It is determined by calculating the True positive rate (or recall) versus the True negative rate (1-specificity) by varying a discrimination threshold. The metric then consists of measuring the area under the ROC curve (AUC) as a score.
For an interactive example of its construction, see this website.
Although some of the metrics presented may have multilabel variants, there are metrics specific to multilabel classification tasks (which involve predicting several labels at the same time).
Some of these are described and implemented in scikit-learn, such as the coverage error, label ranking average precision, ranking loss...
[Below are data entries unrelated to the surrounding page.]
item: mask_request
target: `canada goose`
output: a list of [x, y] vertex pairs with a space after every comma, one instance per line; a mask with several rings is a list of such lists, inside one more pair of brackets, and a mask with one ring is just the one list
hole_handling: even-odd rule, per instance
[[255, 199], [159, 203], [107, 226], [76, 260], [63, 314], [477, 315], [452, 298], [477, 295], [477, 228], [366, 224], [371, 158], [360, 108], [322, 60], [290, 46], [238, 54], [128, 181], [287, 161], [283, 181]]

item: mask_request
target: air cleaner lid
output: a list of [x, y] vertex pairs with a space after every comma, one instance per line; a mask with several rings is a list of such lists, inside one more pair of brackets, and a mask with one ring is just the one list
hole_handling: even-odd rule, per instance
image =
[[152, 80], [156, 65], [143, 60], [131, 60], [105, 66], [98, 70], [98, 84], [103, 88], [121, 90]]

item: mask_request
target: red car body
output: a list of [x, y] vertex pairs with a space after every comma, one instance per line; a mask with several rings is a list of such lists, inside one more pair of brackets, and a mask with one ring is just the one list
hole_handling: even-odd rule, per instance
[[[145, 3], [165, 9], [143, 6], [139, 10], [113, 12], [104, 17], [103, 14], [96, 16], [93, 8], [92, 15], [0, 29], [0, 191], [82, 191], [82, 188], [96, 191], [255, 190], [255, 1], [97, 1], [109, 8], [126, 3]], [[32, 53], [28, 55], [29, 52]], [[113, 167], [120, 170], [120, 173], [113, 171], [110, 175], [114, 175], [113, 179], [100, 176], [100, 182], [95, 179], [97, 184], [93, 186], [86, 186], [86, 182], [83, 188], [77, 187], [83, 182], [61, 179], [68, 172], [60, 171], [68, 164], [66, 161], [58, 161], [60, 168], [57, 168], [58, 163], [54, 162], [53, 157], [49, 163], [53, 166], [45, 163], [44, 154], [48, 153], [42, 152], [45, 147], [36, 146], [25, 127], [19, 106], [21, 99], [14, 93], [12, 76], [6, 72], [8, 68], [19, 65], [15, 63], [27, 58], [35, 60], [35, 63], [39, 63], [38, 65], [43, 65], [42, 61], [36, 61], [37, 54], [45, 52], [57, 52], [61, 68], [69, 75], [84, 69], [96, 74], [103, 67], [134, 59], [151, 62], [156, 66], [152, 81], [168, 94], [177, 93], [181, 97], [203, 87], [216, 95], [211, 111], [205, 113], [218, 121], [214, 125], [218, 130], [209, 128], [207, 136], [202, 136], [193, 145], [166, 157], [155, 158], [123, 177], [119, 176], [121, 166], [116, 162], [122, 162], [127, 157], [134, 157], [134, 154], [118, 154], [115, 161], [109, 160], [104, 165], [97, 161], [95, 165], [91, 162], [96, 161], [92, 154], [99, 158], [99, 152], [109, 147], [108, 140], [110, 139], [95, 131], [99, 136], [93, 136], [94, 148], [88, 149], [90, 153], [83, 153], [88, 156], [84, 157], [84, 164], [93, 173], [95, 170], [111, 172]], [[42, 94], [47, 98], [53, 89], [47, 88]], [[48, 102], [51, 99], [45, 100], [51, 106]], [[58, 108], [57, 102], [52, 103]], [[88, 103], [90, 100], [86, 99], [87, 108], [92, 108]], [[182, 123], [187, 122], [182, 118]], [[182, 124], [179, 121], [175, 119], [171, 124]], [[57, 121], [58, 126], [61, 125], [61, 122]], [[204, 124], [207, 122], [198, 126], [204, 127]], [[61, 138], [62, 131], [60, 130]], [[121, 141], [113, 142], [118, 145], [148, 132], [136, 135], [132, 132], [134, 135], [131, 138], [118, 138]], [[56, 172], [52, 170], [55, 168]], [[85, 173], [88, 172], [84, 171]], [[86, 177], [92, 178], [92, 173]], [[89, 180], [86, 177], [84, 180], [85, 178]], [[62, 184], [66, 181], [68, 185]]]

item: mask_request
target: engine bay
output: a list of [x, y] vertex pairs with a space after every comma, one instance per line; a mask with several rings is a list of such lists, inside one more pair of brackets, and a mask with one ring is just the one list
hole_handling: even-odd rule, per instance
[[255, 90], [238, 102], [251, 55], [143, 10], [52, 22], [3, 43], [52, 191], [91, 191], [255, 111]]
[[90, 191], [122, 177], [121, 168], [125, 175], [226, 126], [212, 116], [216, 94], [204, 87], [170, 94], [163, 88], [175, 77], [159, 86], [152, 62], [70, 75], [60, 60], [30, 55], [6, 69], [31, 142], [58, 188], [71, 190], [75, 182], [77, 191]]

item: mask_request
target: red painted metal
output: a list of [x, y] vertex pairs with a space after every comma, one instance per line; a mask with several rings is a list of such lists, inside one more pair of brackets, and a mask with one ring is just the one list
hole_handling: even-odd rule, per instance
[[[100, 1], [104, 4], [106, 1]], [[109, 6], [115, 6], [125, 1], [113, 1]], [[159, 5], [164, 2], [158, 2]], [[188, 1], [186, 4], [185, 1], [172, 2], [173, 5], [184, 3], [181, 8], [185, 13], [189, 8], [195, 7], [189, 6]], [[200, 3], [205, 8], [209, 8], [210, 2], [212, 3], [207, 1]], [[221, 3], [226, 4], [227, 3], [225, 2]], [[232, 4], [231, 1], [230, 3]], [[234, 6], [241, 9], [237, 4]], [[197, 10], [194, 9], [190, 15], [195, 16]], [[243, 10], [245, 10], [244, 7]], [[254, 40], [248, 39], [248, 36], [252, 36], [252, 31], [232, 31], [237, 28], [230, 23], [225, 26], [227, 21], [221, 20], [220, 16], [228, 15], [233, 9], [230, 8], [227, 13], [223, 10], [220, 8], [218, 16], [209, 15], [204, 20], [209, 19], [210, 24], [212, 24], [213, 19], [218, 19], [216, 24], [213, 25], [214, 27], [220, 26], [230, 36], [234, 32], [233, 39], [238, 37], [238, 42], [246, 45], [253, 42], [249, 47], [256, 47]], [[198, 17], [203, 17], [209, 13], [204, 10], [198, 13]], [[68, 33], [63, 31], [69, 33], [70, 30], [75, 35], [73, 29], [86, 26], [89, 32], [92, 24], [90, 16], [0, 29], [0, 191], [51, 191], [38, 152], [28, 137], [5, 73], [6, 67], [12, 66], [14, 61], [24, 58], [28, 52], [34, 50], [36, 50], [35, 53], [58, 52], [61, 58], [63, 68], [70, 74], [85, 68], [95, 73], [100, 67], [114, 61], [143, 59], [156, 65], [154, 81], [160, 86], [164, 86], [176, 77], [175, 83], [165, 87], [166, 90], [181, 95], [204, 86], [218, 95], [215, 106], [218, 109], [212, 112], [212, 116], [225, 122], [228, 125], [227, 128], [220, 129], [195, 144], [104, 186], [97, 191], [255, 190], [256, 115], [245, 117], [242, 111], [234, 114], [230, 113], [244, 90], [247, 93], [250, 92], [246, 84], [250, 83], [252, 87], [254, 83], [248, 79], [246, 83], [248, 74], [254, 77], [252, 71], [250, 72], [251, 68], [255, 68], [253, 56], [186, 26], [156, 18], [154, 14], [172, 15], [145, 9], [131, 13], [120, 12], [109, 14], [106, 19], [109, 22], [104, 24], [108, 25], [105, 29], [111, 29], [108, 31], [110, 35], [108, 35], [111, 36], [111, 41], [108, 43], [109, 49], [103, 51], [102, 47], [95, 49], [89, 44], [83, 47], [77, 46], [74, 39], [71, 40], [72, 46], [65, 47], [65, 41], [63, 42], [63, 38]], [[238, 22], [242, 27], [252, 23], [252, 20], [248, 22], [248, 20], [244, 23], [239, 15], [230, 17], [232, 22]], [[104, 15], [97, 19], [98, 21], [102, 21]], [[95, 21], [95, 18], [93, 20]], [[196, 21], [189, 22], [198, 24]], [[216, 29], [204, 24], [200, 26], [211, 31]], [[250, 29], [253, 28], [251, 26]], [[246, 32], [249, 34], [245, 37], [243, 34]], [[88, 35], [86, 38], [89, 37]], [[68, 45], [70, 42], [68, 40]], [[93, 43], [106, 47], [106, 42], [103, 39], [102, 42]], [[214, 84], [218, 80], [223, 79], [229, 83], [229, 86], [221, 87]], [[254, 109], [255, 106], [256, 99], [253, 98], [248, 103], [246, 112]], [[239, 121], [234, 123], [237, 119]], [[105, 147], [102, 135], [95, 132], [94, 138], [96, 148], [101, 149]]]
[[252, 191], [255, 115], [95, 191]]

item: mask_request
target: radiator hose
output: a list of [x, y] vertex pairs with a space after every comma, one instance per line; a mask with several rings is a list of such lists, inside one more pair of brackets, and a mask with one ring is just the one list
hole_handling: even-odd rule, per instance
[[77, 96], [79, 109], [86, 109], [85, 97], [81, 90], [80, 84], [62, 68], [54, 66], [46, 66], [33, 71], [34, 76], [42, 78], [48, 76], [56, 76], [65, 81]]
Analysis of relationships between variables¶
Using one or more metrics is a first step, but it's not enough to understand the relationships between variables and their impacts on predictions.
Analysis of relationships between features¶
This involves analyzing the relationships between features, by examining the importance of features used by the model.
Some models are natively equipped with such a score:
- the coefficients of a regression.
- the importance of the features used in the partitions of a decision tree.
Analysis of the relationship between features and target variable¶
This involves analyzing the relationships between predictors and target variables, in particular their degree of dependence.
Partial dependency analysis (partial dependence plots - PDP)¶
PDP graphs are often used to represent the dependence of the response variable, with a sub-group of features of interest (usually a small number of the most important ones), compared with all other features.
Example of PDP on a predictive model of bicycle rental with the variables temperature and humidity
ICE represents the dependence between the response variable and a representative subgroup of features, for each obervation separately. An interest feature is generally represented by an ICE grapics (for ease of reading)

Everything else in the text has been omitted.